Friday, December 14, 2012

#548: A Safe Place

(Henry Jaglom, 1971)

A Safe Place is one of the worst movies in the Criterion Collection - not in the sense of a movie like Armageddon which was probably doomed to awfulness from the start, but just an experiment by a bunch of talented people that didn't work in pretty much every way. At every stage of the production and post-production, there were probably moments where the movie seemed like it was going pretty well, and taken on their own most scenes here could be the weakest scene in a much better but still mostly improvised, abstractly constructed film. But when they are all combined, it's a practically insufferable mess. Of course, I'd rather have ten of these than one Armageddon, just because one of those ten is probably going to be both great and potentially revolutionary - which is pretty much what happened with BBS, only they had a much more impressive track record. (Of course, the counter-argument is that one Armageddon would ideally pay for ten of those movies - a better argument ten years ago when Hollywood still wanted to make interesting movies alongside their shitty blockbusters, and an even better one when considering why BBS wasn't able to continue the ride.)

Having watched all the films in the BBS set now (the set as a whole didn't get a spine number for some reason, so I won't be posting on it), this really is a great set. With the exception of the two movies included on this disc, every other film is worth multiple viewings. The Last Picture Show is a genuine masterpiece, while Head, Five Easy Pieces, and The King of Marvin Gardens represent one of the most underrated beginnings to a directing career I can think of in Hollywood. (Sadly, both Rafelson and Bogdanovich failed to live up to their promise in their later careers.) Though the set doesn't touch on all of the things that made New Hollywood great (and obviously some of the major movies in the movement aren't here), the framing of BBS allows Criterion to grab at least a handful of the most significant ones, and wrap them up in a nice neat bow.
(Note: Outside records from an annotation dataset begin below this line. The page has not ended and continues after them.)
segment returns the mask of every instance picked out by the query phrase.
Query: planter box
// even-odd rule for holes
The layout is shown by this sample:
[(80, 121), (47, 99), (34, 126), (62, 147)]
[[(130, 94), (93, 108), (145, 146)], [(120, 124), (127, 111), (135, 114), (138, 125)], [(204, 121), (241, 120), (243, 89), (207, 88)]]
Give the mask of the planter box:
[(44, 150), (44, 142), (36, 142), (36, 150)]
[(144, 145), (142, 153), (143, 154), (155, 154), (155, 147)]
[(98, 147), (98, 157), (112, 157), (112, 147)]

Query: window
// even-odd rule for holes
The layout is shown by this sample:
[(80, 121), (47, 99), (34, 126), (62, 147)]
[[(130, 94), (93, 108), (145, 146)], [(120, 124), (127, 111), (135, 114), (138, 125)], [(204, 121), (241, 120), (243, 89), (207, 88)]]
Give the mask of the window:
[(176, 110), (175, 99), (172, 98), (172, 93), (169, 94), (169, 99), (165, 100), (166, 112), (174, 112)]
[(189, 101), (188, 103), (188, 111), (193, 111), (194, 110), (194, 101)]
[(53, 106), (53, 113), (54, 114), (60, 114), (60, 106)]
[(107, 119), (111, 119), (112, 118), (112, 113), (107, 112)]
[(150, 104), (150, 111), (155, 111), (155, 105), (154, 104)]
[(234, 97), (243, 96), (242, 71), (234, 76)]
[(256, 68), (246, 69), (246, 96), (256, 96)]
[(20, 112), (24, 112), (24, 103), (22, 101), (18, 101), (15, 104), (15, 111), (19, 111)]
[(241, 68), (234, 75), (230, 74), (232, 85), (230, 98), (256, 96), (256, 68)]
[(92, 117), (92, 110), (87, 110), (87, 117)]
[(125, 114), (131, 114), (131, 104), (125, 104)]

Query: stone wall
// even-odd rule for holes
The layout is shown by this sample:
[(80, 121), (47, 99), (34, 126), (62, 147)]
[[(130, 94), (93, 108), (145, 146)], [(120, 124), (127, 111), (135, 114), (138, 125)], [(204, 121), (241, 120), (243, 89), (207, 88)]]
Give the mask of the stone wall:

By the way, as annoying as I found her in this movie, someone really ought to put Tuesday Weld in a movie. She's only 69 and I'm pretty sure she hasn't forgotten how to act, which she does pretty well. In fact, she was damn near great in the now little-seen Didion adaptation Play It as It Lays. I realize she was never that huge of a star like Jack or anything, but it's just another prime example of how easily women are forgotten in Hollywood that she hasn't made a movie in nearly ten years and a relevant movie in nearly twenty.

I don't have much else to say beyond: really, Orson Welles?